Mózes è un ragazzo insicuro, introverso con un padre autoritario. Il giorno in cui l’uomo muore improvvisamente, Mózes s’illude di essersi liberato di quella presenza ingombrante, invece si ritrova letteralmente tra i piedi il fantasma disorientato dell’uomo. Il giovane cerca di comprendere come mai il padre sia ancora al suo fianco e, nel cercare il modo di lasciarlo andare per sempre, inizia a seguire bizzarri consigli e istinti che lo porteranno presto a una inevitabile serie di fallimenti. Tutto quello che Mózes tocca, nonostante le migliori intenzioni, si tramuta in un fiasco clamoroso. E soprattutto: quelle visioni sono davvero reali? Riuscirà e superarle e vivere la sua vita?
“Afterlife” narra il percorso di crescita di un ragazzo, il suo intimo disagio, il suo essere goffo ma determinato. Bastano pochi minuti, infatti, per farci dimenticare che la storia sia ambientata in un paesino dell’Ungheria, all’interno di una famiglia che non ha nulla di diverso dalle nostre. Una madre persa e depressa, una sorellina vittima del bullismo, una zia zitella e lui, il protagonista, che cerca l’emancipazione da un fantasma (a sua volta smarrito) che pare essere una proiezione dei suoi problemi. Il ragazzo alla fine imparerà a vivere, nel mentre ci regalerà 90 minuti sobri, divertenti, con siparietti al limite del grottesco. Nessun film di denuncia, quindi, solo una inattesa sottile commedia drammatica talmente ben fatta da stupirci, soprattutto quando leggiamo l’età e il curriculum della regista.

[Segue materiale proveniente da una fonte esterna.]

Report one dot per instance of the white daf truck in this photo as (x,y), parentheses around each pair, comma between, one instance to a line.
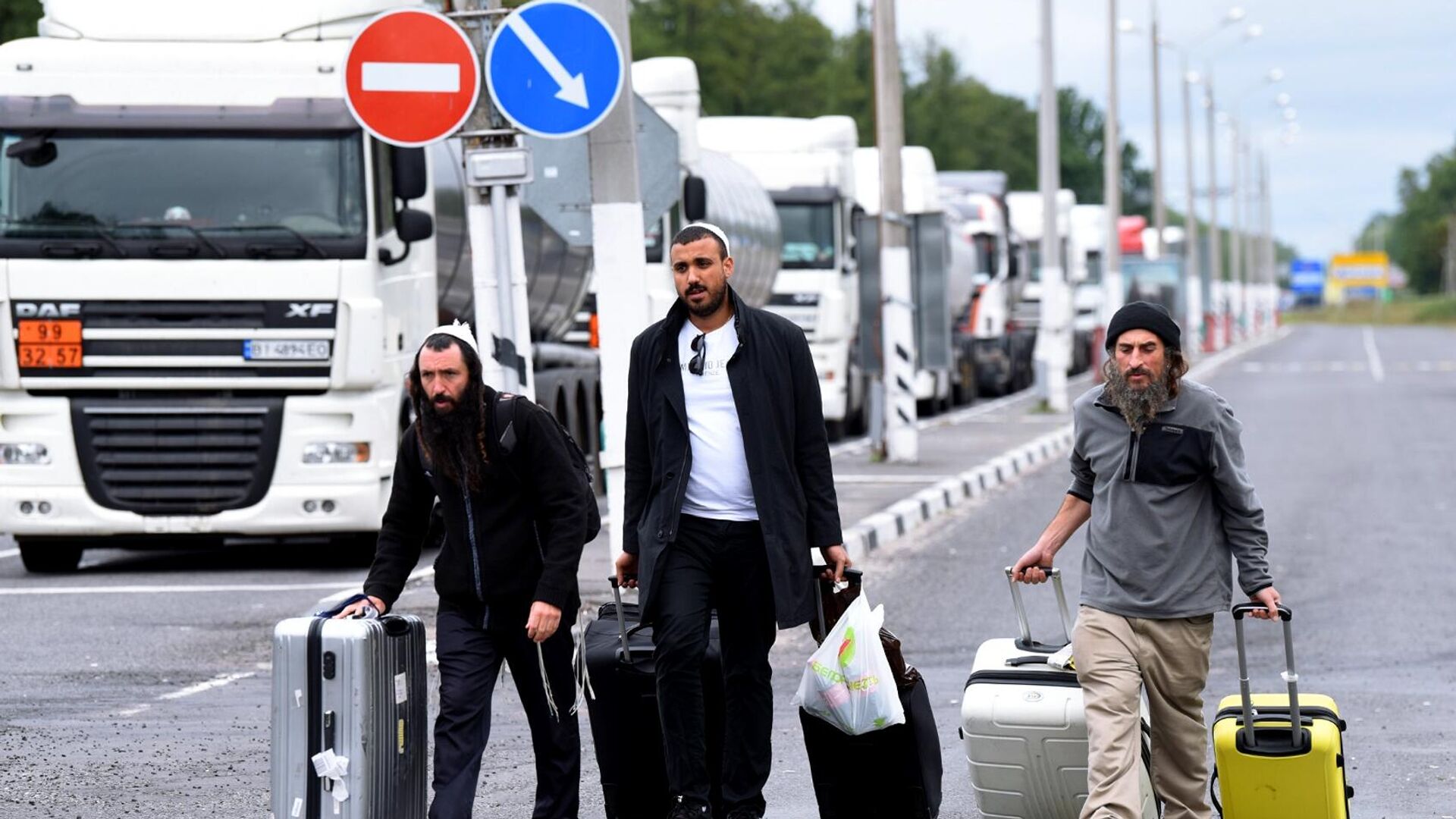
(213,281)
(807,165)
(990,343)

Photo: courtesy of 33° Bergamo Film Meeting
Virág Zomborácz, classe 1985, nata in Ungheria, negli ultimi cinque anni ha pubblicato un romanzo breve in un’antologia divenuta best-seller, si è cimentata con successo nella video-arte e negli spot pubblicitari, prima di divenire sceneggiatrice per la HBO del suo Paese e addentrarsi nel mondo del lungometraggio di finzione. “Afterlife” è il suo film di esordio e noi ci alziamo ad applaudire. Solido, scorrevole, accurato, sottile racconto di formazione che, nonostante sia incentrato sul singolo, riesce a non annoiare rimanendo sempre coerente. Senza nascondersi dietro la tecnologia, la globalizzazione e altre peculiarità del nuovo millennio, la regista riesce a parlare di tempi e di generazioni che cambiano, di famiglie sgangherate, di rapporti genitore-figlio in cui ognuno ha i suoi dilemmi, dimostrando come alla fine i problemi siano sempre i medesimi.
La famiglia di Mózes con i suoi disturbi, con le sue astuzie e con le sue follie ci fa sentire tutti più normali.
In anteprima nazionale ieri, mercoledì 11 marzo, al 33° Bergamo Film Meeting (il programma completo su www.bergamofilmmeeting.it), l’opera compete nella sezione Mostra Concorso. Potrete rivederla venerdì 13 al cinema San Marco.